Что же происходило в райкомах? Сначала все стояли в очереди, это обязательно. Потом нас вызывали в кабинеты, где сидели очень серьёзные и важные товарищи, которые задавали высокоинтеллектуальные вопросы, прямо или косвенно относящиеся к музыкальным конкурсам, типа: назовите главу коммунистической партии Чехословакии (или любой другой социалистической страны) или, к примеру, что сказал Ленин (или Брежнев) по тому или иному поводу, или вот, что такое «мирное сосуществование». На этот конкретный вопрос у меня был чётко заученный ответ: «Мирное сосуществование – это новая форма классовой борьбы». Здорово, а? И ведь зазубрила намертво! Помните, как в том анекдоте: «Дэти! Понят это нэльзя! Это надо виучить!» При этом если человека хотели зарубить, на все его ответы, в том числе и правильные, ему говорили, холодно глядя прямо в глаза: неправильно! И всё! Забудь надежду всяк, сюда входящий. Поэтому мы шли на эти «собеседования» с вдохновением обречённых на казнь.
Именно поэтому пройти на конкурс и поехать на конкурс – это были две большие разницы (или очень много маленьких, как говорят в Одессе). Сколько было известно случаев, когда в последний момент человека не пускали. И даже из самолёта вытаскивали! И было это чем-то таким очень стыдным, позорным, что обсуждалось в кулуарах, и обычно на этом человеке стояла несмываемая печать «невыездного», и карьера моментально и навсегда заканчивалась, не успев начаться.

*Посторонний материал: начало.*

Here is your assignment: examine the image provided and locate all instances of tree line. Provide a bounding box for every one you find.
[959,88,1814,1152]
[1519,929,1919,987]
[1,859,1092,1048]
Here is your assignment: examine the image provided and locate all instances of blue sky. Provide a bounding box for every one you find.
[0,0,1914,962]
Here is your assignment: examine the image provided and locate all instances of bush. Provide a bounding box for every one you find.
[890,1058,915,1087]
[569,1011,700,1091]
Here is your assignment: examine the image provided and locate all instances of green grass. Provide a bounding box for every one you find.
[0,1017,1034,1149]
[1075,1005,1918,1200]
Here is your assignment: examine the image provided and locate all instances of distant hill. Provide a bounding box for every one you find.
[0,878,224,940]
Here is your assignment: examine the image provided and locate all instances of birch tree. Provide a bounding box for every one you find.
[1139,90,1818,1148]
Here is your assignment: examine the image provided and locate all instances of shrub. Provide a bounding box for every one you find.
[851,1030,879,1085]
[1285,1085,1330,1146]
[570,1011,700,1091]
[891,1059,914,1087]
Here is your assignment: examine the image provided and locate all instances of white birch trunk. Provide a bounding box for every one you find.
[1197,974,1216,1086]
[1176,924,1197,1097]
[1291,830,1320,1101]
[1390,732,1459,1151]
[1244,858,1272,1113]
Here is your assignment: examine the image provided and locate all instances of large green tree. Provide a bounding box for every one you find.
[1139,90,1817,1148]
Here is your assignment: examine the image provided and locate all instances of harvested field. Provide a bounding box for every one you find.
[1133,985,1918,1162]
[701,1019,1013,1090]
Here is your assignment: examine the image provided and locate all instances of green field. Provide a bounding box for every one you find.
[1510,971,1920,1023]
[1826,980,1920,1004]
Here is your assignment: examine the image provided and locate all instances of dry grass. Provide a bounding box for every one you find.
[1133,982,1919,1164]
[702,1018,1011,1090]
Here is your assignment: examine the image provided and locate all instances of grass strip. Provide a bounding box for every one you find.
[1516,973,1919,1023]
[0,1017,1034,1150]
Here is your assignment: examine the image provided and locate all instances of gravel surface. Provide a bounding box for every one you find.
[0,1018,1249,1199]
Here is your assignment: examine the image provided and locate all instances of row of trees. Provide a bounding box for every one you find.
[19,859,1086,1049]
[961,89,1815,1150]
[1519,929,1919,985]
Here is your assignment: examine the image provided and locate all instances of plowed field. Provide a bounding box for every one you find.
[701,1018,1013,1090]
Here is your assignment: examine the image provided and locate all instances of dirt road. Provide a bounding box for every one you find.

Удивительно, но мне все эти гонки с препятствиями удалось преодолеть без малейшего промаха: были подписаны документы во всех мыслимых и немыслимых райкомах. Теперь осталось последнее звено этого марафона – поход в ЦК. Что там происходило – даже Кафке не приснилось бы. Я уже и не помню, где территориально это находилось, но приходили туда по одному. Строго по пропускам. Запускали тебя в какую-то комнату одного. По-моему, даже сумку отбирали. И давали читать брошюру с пометкой «совершенно секретно». Читать её надо было в этой самой комнате, выносить или копировать её категорически запрещалось. Так что же было написано в этой секретной книжице? Помню, что я читала это как сборник анекдотов. Страшно жалею, что не могла запомнить всего наизусть. Но смысл был в том, что нас предостерегали перед ужасами Запада, а они были везде, эти ужасы! Мы должны были избегать всяческих контактов с иностранцами, не брать ничего на улицах, будь то листовки или даже подарки, не поддаваться на провокации и... бдить! Если бы я не понимала, что везде стоят камеры, я просто со смеху бы умерла! Но вот я осталась в живых, и, предварительно сдав книжицу обратно, по назначению, и обогатившись огромной кучей полезной информации (которой, к слову сказать, мне и воспользоваться-то не дали), покинула ЦК с чувством выполненного долга.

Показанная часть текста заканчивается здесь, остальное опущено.